South Korean exchange Bithumb says a staff input mistake on February 6, 2026 caused roughly 620,000 BTC—valued in the $40–44 billion range and often cited around $43 billion—to be wrongly credited to 695 accounts, sparking a sharp dislocation in the BTC/KRW market on the venue and drawing immediate regulatory attention. This was an operational-control failure with real market impact, not a routine outage.
Bithumb linked the incident to a breakdown inside its promotional backend, where a “critical logic error” allowed a mistyped reward configuration to propagate into live balances. The combination of a flawed control path and high-value asset distribution created a rapid, exchange-level shock that required containment measures within minutes.
How the error cascaded through trading
Bithumb’s explanation centers on a unit-handling mistake: a staff member mistyped reward units in a way that effectively treated Bitcoin as Korean won inside the promotion logic. A single input validation miss became a platform-wide ledger event once the system interpreted the wrong unit at scale. The result was an anomalous crediting of unusually large BTC amounts to hundreds of users and a reported ~10% flash crash in the BTC/KRW pair on the exchange.

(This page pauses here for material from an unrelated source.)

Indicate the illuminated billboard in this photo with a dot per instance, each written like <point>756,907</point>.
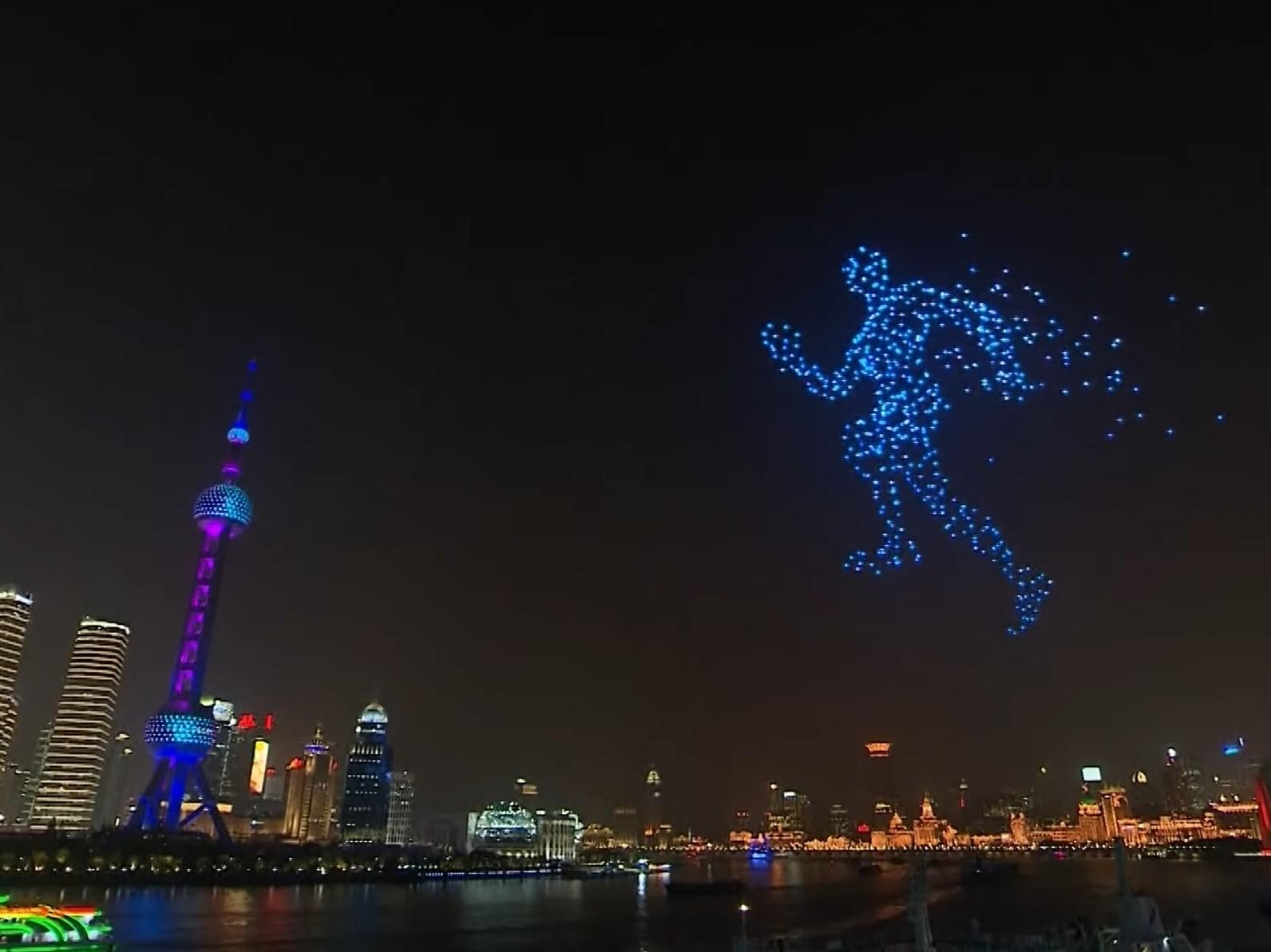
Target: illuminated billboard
<point>259,761</point>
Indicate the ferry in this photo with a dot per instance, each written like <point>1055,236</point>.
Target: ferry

Once the anomaly was detected, Bithumb says it moved quickly to ring-fence affected activity by blocking trading and withdrawals for impacted accounts while engineers rolled back the faulty process and stabilized operations. The immediate objective was to stop further propagation, prevent additional forced price discovery, and preserve an auditable path to remediation. In a February 9 update, the exchange said it secured about 99.7% of the erroneously distributed BTC within minutes of identifying the issue.
Customer remediation and regulatory escalation
Bithumb paired the technical rollback with a compensation plan meant to restore user confidence and demonstrate customer-first remediation. The remediation posture was designed to close the trust gap created by a preventable internal error. The exchange said it would pay 20,000 won (about $13.66) to every customer who was logged in during the incident, and it committed to full reimbursement of realized losses for traders who were forced to exit at disadvantageous prices, plus an additional 10% on top of the reimbursed losses.
Regulators also moved into response mode, with the Financial Supervisory Service (FSS) launching on-site inspections to assess Bithumb’s internal controls and determine whether any manipulation or other misconduct occurred alongside the operational failure. The regulatory posture signals that exchanges will be judged not only on security posture, but on operational discipline, change management, and market-integrity safeguards. Parliamentary sessions were convened to discuss tighter rules for virtual-asset platforms, and officials signaled potential increases in IT-operations penalties for exchanges that fail basic safeguards.
For the broader market, the episode is a reminder that “promotional systems” are not low-risk subsystems when they can touch balances, trading eligibility, and withdrawal paths. Expect heightened pressure for stronger input validation, stricter change-control gates, independent forensic review, and clearer incident-timeline disclosure as part of post-incident governance. Next steps implied by the exchange’s posture and the regulator response include completing forensic audits, patching backend controls, and closing out the expanded probes in ways that could reset compliance expectations and IT-operations liability for Korean exchanges.